En 1975, dans les studios de Cinecitta, Federico Fellini assiste avec Nino Rota à l'enregistrement de la bande-son de son film Casanova. Soudain, le jeune chef d'orchestre Lucas Pfaff est interrompu par les gesticulations d'un percussionniste. La simple présence d'une équipe de télévision réalisant un reportage sur le cinéaste déclenche l'ire des instrumentistes, qui, pour continuer à jouer, exigent la moitié d'un cachet supplémentaire. Le producteur refusant de payer, la séance de travail est interrompue dans un tollé. Fellini vitupère «cette race de mercenaires».

La mésaventure lui inspirera, en 1978, Prova d'orchestra (Répétition d'orchestre), un film télé de soixante-dix minutes mêlant, dans un chaos indescriptible, les mesquineries des musiciens, leurs revendications syndicales, leur rejet du maestro tyran - qu'il remplace par un métronome - la mort d'une harpiste écrasée par une énorme sphère, avant que l'autoritarisme du chef, revenu entre-temps, ne finisse par triompher. Fellini, qui se méfiait de la musique «par peur d'être envahi et conditionné», avouait que «cette opération de mise en ordre du désordre» provoquait en lui «une grande émotion». Ses détracteurs dénoncèrent le caractère réactionnaire, voire fascisant, du propos, tandis que son auteur, se défendant de toute intention politique et sociologique, s'évertuait à parler d' «apologue éthique» ou «de documentaire lyrique». Courageusement soutenu par le président Pertini («Ce film n'est ni progressiste ni réactionnaire, il est vrai»), Prova d'orchestra devint l'expression «de l'angoisse et du désespoir d'un Italien d'aujourd'hui vivant dans son pays».
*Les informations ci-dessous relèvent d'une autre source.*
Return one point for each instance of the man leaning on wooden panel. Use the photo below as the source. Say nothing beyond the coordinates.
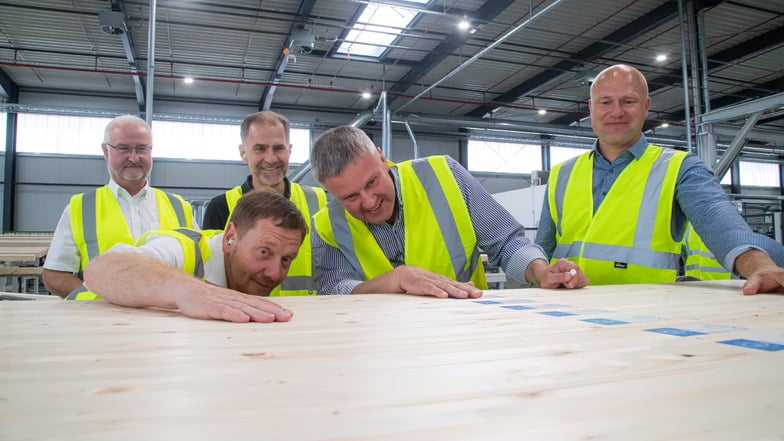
(120, 211)
(620, 210)
(208, 274)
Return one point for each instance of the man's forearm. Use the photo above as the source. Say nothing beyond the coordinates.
(135, 279)
(60, 283)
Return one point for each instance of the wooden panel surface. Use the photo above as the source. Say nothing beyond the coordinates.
(395, 367)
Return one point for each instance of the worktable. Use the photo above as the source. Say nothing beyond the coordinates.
(693, 360)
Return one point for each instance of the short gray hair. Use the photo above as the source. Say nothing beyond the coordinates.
(336, 148)
(265, 117)
(123, 119)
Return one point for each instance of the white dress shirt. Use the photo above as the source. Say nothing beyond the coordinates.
(168, 250)
(141, 215)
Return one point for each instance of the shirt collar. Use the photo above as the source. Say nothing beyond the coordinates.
(247, 186)
(117, 191)
(637, 149)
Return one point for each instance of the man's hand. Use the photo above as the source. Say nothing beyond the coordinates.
(761, 273)
(770, 280)
(225, 304)
(563, 273)
(418, 281)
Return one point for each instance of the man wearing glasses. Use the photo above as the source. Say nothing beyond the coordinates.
(119, 212)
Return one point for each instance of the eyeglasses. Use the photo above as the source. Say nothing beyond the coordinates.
(141, 149)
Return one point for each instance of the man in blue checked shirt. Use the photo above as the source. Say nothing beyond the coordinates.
(415, 227)
(620, 210)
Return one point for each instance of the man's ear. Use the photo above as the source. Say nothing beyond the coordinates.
(381, 155)
(229, 237)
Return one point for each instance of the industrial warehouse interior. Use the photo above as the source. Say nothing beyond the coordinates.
(503, 88)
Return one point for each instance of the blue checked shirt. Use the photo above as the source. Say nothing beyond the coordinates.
(698, 198)
(497, 232)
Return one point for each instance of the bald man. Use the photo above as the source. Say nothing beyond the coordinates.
(620, 210)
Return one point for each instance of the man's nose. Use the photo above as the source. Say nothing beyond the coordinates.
(269, 156)
(368, 201)
(616, 108)
(275, 271)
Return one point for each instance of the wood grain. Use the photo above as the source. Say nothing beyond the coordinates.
(397, 367)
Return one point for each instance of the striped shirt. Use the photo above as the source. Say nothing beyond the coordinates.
(497, 233)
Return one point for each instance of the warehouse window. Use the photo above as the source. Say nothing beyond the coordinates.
(377, 27)
(79, 135)
(561, 154)
(503, 157)
(73, 135)
(759, 174)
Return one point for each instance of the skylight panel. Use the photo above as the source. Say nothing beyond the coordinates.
(376, 29)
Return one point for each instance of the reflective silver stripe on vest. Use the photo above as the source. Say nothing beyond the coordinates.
(311, 198)
(635, 256)
(337, 216)
(295, 283)
(705, 269)
(195, 236)
(643, 236)
(445, 218)
(89, 229)
(73, 294)
(639, 253)
(560, 190)
(178, 209)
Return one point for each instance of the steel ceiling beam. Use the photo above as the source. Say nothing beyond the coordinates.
(757, 91)
(304, 10)
(653, 19)
(487, 12)
(9, 90)
(130, 54)
(760, 43)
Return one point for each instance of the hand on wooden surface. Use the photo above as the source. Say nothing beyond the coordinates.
(561, 274)
(418, 281)
(225, 304)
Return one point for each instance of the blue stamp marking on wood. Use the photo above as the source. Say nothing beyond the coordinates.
(676, 331)
(606, 322)
(517, 307)
(556, 313)
(754, 344)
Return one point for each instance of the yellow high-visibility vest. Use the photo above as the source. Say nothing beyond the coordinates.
(700, 261)
(438, 233)
(629, 238)
(97, 221)
(195, 248)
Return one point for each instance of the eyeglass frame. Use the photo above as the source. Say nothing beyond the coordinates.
(128, 150)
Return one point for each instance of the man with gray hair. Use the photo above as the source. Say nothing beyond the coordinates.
(120, 211)
(415, 227)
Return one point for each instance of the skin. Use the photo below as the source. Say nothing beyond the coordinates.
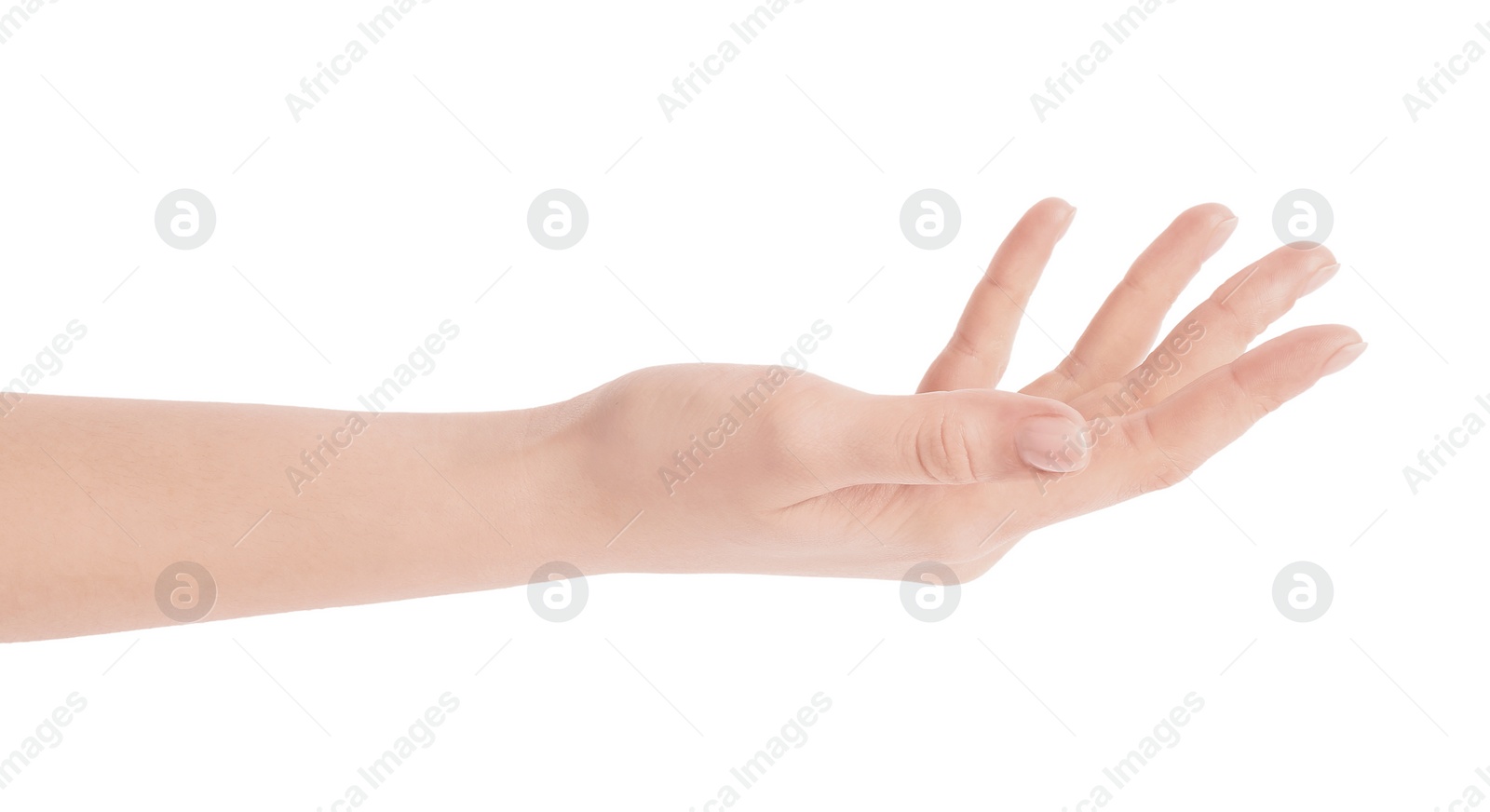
(103, 495)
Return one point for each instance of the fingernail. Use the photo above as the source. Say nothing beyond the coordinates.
(1069, 218)
(1343, 358)
(1050, 444)
(1319, 279)
(1224, 230)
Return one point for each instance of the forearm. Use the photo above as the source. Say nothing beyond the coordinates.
(287, 508)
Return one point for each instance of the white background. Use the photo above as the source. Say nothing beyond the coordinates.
(764, 206)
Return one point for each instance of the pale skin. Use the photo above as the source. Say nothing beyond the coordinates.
(102, 495)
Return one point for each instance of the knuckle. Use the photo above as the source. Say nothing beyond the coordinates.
(942, 446)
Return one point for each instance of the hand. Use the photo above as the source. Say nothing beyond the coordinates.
(817, 479)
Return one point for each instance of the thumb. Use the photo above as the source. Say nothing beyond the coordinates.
(960, 437)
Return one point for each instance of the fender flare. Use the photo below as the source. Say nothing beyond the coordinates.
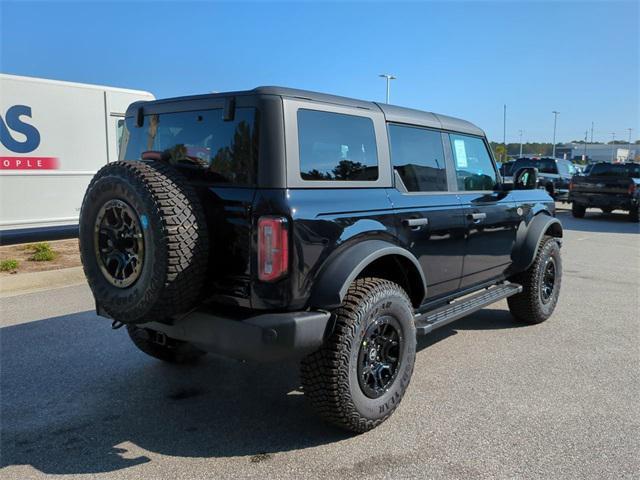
(335, 279)
(528, 240)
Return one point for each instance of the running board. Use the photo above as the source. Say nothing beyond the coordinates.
(428, 321)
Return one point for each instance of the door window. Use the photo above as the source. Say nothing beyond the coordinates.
(418, 156)
(474, 167)
(335, 146)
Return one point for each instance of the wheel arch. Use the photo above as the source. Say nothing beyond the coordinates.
(529, 237)
(377, 258)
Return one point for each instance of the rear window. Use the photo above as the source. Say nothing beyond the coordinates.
(335, 146)
(199, 143)
(547, 165)
(611, 170)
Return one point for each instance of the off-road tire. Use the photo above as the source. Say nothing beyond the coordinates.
(577, 210)
(175, 239)
(330, 375)
(528, 306)
(173, 351)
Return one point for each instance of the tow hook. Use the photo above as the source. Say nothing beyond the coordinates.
(161, 339)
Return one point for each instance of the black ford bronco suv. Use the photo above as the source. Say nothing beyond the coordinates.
(274, 222)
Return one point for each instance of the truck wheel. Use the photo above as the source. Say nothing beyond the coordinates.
(162, 347)
(143, 241)
(541, 285)
(578, 211)
(358, 377)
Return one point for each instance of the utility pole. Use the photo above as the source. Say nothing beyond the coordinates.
(520, 132)
(555, 122)
(613, 147)
(504, 130)
(389, 77)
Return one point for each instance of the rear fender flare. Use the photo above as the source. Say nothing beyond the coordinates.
(528, 240)
(335, 279)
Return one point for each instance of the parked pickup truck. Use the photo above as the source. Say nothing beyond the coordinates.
(554, 174)
(607, 187)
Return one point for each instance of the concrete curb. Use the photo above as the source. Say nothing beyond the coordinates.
(22, 283)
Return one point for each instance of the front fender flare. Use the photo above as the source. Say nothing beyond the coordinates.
(335, 279)
(528, 240)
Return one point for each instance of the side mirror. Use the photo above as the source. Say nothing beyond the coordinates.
(525, 178)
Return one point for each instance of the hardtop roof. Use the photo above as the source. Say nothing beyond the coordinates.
(392, 113)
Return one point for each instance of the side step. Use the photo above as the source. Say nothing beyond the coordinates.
(428, 321)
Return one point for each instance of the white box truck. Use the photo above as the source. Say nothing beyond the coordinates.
(54, 136)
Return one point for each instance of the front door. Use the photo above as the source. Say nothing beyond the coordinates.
(430, 221)
(491, 217)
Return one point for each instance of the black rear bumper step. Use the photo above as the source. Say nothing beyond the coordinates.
(428, 321)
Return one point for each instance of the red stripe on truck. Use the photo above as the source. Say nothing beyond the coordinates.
(29, 163)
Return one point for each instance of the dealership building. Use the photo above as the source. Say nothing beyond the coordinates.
(598, 152)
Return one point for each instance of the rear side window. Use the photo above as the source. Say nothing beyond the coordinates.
(199, 143)
(335, 146)
(547, 165)
(418, 156)
(474, 167)
(612, 170)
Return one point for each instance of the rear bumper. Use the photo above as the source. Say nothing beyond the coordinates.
(267, 337)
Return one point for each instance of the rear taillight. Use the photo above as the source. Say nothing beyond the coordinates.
(273, 248)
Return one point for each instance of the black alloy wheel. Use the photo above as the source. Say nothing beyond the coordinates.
(119, 243)
(379, 356)
(548, 280)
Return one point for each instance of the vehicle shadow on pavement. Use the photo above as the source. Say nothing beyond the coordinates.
(596, 221)
(79, 398)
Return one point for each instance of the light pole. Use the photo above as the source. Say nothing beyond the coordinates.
(504, 130)
(520, 132)
(555, 122)
(389, 77)
(613, 147)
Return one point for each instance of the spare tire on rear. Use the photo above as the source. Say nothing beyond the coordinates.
(143, 241)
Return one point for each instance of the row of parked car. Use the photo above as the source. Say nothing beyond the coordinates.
(607, 186)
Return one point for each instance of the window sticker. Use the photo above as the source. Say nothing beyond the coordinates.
(461, 153)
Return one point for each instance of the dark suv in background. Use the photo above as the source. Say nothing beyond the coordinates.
(274, 222)
(554, 174)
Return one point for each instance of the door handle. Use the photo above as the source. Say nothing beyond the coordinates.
(477, 217)
(415, 223)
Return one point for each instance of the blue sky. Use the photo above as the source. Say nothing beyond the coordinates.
(464, 59)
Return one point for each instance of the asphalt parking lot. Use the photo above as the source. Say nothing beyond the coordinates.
(489, 398)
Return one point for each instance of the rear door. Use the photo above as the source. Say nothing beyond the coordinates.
(430, 222)
(491, 217)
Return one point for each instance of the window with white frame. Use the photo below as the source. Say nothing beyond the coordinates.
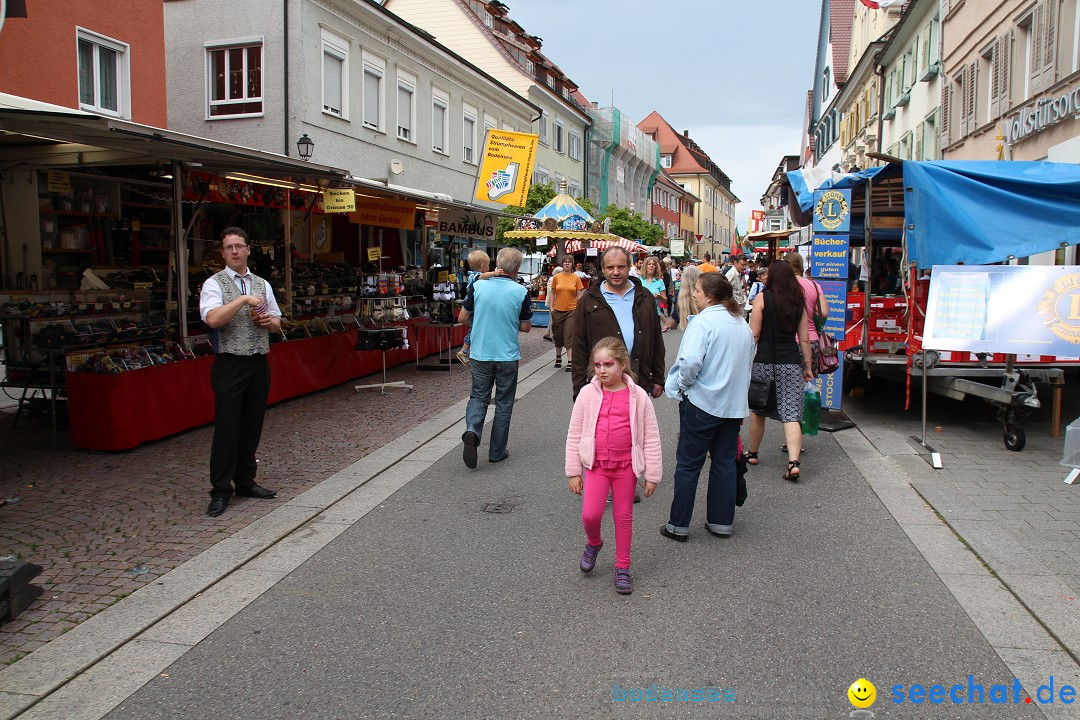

Dix-sept ans plus tard, c'est encore un Italien, Giorgio Battistelli, qui a composé, sur commande de l'Opéra du Rhin, un opéra inspiré du film de Fellini. Ces «Six Scènes musicales de fin de siècle» suivent fidèlement leur modèle, en ajoutant un nouveau rapport conflictuel: les musiciens rechignent à jouer une partition contemporaine «qui connaît mieux Marx et Freud que la technique des instruments». Chacun des 41 instrumentistes est campé sur scène par un membre des choeurs de l'Opéra du Rhin. La plupart doivent non seulement chanter, mais aussi parler, se soumettre à des jeux vocaux et triturer leurs instruments. Cinq d'entre eux se livrent, devant la caméra de la journaliste venue filmer la répétition, à un long panégyrique de leur pupitre, sans hésiter à dénigrer les autres. «Mâle, phallique et pénétrant», tel se voit le premier violon, «coeur et cerveau de l'orchestre». Le premier violoncelle s'affirme «plus humain et plus honnête que l'hypocrite et diabolique violon». Rôle confié à un chanteur soliste, le maestro, qui se lamente de ne plus être un roi mais un sergent de carrière à l'autorité contestée, se console en achetant des appartements à travers le monde.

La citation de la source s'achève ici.